Hoje a incerteza já não é uma opção. Há a certeza de dias de afastamento físico e de projectos que poderão cair por terra. Há a certeza de um vida que irá mudar radicalmente até que o medo e o desconhecido possam de novo dar lugar ao sol que nos comanda e nos aquece os dias.
Mas é tempo de dar espaço e de ajudar os outros que estão, neste momento, na linha da frente de toda esta luta desenfreada pelo menor dano possível.
É para mostrar o nosso amor por médicos, enfermeiros, farmacêuticos, auxiliares e demais funcionários do sector da saúde que nós devemos proteger-nos e ficar em casa.
É para mostrar o nosso amor por cientistas, investigadores, forças de Proteção Civil que estão no terreno a contactar com doentes (como elementos da Cruz Vermelha e Bombeiros) que nós devemos proteger-nos e ficar em casa.
É para mostrar o nosso amor por quem de telefone em pulso gere com necessária calma o atendimento a milhares de pessoas que precisam de ajuda (seja por culpa deste inimigo cruel, seja por outras doenças) que nós devemos proteger-nos e ficar em casa.
É para mostrar o nosso amor pelas forças de segurança que precisarão de toda a nossa colaboração que nós devemos proteger-nos e ficar em casa.
É para mostrar o nosso amor pelas Forças Armadas que estarão, com toda a certeza, a suportar e a preparar-se para darem todo o seu apoio a tantas outras pessoas que nós devemos proteger-nos e ficar em casa.  
É para mostrar amor por todos aqueles que amamos (e que muitos de nós têm numa qualquer profissão que acima mencionei) que nós devemos proteger-nos e ficar em casa.
Se tivermos dúvidas sobre tudo isto, olhemos os rostos das pessoas que mais amamos e imaginemos tudo o que seremos capazes de fazer para as continuarmos a amar por muito e largos anos.

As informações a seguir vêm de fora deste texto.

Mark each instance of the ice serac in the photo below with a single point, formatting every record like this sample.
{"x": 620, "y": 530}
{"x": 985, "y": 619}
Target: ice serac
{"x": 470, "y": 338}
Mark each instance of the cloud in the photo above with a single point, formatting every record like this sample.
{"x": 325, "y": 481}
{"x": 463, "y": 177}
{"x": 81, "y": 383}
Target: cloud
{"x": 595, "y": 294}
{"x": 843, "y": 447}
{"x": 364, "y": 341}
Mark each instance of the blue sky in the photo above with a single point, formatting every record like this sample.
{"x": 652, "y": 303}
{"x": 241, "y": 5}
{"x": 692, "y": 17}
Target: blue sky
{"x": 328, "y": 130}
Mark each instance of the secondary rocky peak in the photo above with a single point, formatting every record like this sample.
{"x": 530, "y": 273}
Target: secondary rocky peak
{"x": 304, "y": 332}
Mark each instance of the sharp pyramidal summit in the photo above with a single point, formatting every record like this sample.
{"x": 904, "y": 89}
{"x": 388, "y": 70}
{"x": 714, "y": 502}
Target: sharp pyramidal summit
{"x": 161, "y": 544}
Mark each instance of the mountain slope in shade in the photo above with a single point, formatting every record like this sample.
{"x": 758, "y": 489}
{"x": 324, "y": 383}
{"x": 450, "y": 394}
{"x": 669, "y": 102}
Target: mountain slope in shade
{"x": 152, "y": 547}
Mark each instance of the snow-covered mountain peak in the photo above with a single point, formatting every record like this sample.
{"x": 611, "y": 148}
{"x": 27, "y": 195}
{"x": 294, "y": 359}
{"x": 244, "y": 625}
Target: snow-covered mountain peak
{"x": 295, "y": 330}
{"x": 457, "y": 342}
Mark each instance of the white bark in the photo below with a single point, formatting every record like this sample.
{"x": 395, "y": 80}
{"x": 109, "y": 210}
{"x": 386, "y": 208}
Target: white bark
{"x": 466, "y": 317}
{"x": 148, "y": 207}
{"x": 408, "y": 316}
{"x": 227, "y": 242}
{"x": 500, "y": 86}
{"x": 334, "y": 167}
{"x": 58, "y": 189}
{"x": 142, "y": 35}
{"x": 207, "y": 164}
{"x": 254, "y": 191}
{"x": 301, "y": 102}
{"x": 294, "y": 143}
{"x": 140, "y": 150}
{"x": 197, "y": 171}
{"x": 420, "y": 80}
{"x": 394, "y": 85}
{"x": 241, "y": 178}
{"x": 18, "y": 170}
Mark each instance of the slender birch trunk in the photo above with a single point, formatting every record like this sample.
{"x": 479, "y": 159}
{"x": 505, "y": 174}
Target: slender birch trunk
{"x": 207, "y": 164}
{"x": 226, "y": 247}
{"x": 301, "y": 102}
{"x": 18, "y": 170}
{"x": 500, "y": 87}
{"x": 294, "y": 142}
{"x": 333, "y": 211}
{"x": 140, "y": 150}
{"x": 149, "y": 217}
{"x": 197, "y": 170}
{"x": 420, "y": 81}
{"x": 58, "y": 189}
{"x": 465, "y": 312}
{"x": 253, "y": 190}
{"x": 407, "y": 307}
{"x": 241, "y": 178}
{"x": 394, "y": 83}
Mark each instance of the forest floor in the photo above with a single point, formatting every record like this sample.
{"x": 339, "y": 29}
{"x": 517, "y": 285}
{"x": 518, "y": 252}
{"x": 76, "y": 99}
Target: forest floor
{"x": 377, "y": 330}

Os dias que se aproximam serão de adaptação a uma nova realidade.
Os dias que se aproximam irão, de certeza, assustar-nos.
Os dias que se aproximam irão ser de grande desconfiança.

Mas sabemos que estamos, de dentro das paredes das nossas casas, a ajudar todos aqueles que têm de estar lá fora a ganhar uma batalha que é de todos.

Vamos proteger-nos e ajudar a proteger todos aqueles de quem gostamos muito!